Programming time, dates, timezones, recurring events, leap seconds… Everything is pretty terrible.
The common refrain in the industry is Just use UTC! Just use UTC! And that’s correct… Sort of. But if you’re stuck building software that deals with time, there’s so much more to consider.
It’s time… To talk about time.
This is one of the best articles – experiences? – I’ve ever read. It’s funny, well-written, deeply informative, and covers everything from programming with time, to time and UI design, to time and accessibility. This is simply an amazing piece of work.
There needs to be official free online services for these things. One should able to store all dates and times as UTC, and be able to download the most up to date rules needed to convert between UTC and local time zones and display options.
But there are APIs for this, for both the OS and browser. There is no problem there I think.
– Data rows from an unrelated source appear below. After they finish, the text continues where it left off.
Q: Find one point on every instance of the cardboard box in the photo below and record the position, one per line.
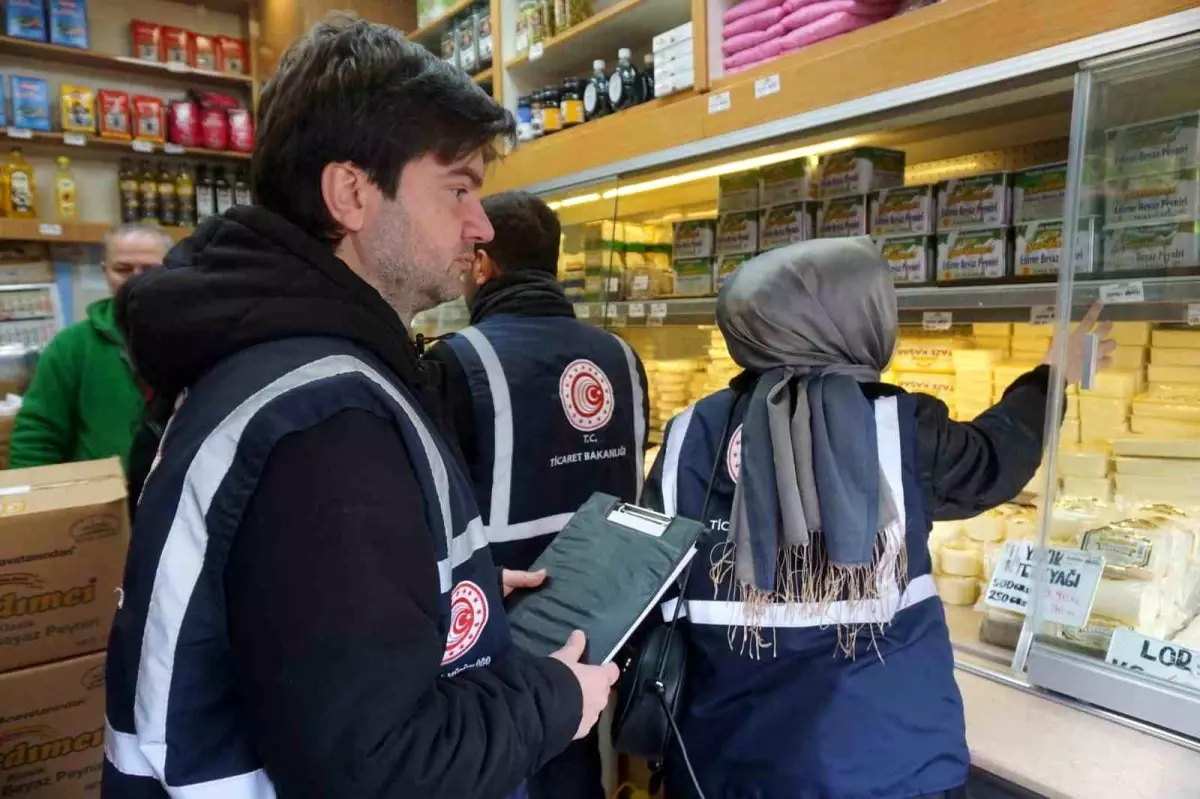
(64, 532)
(52, 730)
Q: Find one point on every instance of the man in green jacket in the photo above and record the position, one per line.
(84, 401)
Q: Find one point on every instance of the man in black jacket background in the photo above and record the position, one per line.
(547, 410)
(310, 607)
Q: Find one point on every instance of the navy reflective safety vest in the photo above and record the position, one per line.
(558, 409)
(799, 721)
(173, 726)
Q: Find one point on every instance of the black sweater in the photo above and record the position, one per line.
(331, 582)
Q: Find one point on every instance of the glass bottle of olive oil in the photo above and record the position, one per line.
(21, 197)
(65, 191)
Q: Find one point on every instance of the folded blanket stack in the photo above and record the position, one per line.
(757, 30)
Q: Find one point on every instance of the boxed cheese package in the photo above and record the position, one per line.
(903, 211)
(1156, 146)
(861, 170)
(975, 254)
(64, 532)
(52, 730)
(976, 202)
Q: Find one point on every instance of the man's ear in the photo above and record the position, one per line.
(343, 187)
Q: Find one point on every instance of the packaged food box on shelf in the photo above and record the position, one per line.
(785, 182)
(1039, 193)
(843, 216)
(694, 239)
(1146, 199)
(861, 170)
(1152, 246)
(693, 277)
(977, 202)
(903, 211)
(737, 233)
(911, 258)
(738, 192)
(726, 265)
(1039, 246)
(784, 224)
(1161, 145)
(975, 254)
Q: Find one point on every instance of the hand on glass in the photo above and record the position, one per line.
(514, 580)
(1073, 371)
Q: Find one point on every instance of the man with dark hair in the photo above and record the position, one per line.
(547, 410)
(310, 607)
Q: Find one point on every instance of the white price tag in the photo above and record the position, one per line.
(1126, 292)
(1072, 580)
(936, 320)
(766, 86)
(719, 102)
(1161, 659)
(1042, 314)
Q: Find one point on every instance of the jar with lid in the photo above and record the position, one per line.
(468, 56)
(481, 16)
(538, 114)
(571, 102)
(551, 109)
(450, 44)
(525, 119)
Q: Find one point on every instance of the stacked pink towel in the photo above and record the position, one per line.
(759, 30)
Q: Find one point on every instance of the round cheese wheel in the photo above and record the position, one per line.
(957, 590)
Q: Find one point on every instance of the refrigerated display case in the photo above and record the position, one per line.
(991, 194)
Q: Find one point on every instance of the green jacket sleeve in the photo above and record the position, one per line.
(45, 431)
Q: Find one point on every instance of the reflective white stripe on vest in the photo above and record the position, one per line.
(798, 614)
(502, 434)
(639, 413)
(124, 752)
(183, 553)
(671, 462)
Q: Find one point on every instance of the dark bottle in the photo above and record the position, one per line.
(185, 194)
(205, 194)
(240, 188)
(168, 204)
(223, 191)
(647, 78)
(595, 94)
(148, 186)
(131, 199)
(624, 85)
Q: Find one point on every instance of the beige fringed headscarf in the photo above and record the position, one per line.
(811, 505)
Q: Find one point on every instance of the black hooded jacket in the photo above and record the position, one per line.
(321, 576)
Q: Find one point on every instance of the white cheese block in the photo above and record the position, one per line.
(1177, 338)
(955, 589)
(1087, 487)
(963, 558)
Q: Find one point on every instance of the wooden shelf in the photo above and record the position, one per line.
(59, 140)
(627, 23)
(427, 34)
(94, 60)
(66, 232)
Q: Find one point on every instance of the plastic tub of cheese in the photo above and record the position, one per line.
(1156, 146)
(1149, 199)
(1152, 246)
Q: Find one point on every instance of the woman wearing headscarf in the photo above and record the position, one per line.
(820, 665)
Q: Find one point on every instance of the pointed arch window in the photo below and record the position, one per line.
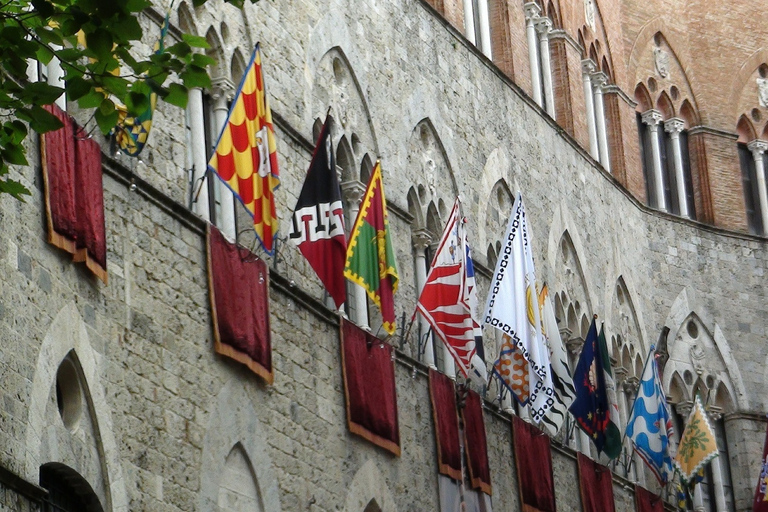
(477, 25)
(753, 160)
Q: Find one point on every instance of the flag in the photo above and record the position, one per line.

Always store time as UTC and sometimes, but in reality pretty much never, you might want to know what timezone was used by the originator so you need to store that too. You almost always want to track time rather than dates because the majority of events are associated with a specific time. Only having to track dates is the exception.
How about no?
ISO8601 etc is about how you present the time and date to the user. It’s not a suitable wire format. Since we’re obviously talking frontend in this article it’s better to use a UTC timestamp (ie an integer for decimal) on the wire and display it in the timezone and localized format of the browser/user.
You should NOT use the formatted time string for sorting. WTF article?
And no, you shouldn’t use the timestamp column type, especially not with mysql since it does timezone conversions that might surprise you. Use an integer or, if you need more precision, a decimal.
No, this article isn’t very good from a programming point. Very wordy though.
Edited 2018-05-30 03:04 UTC
Question is how much you would really save in bandwidth (or what would be the reason?) by sending an integer rather than the ISO string. If you send it in JSON it gets converted to a string anyway.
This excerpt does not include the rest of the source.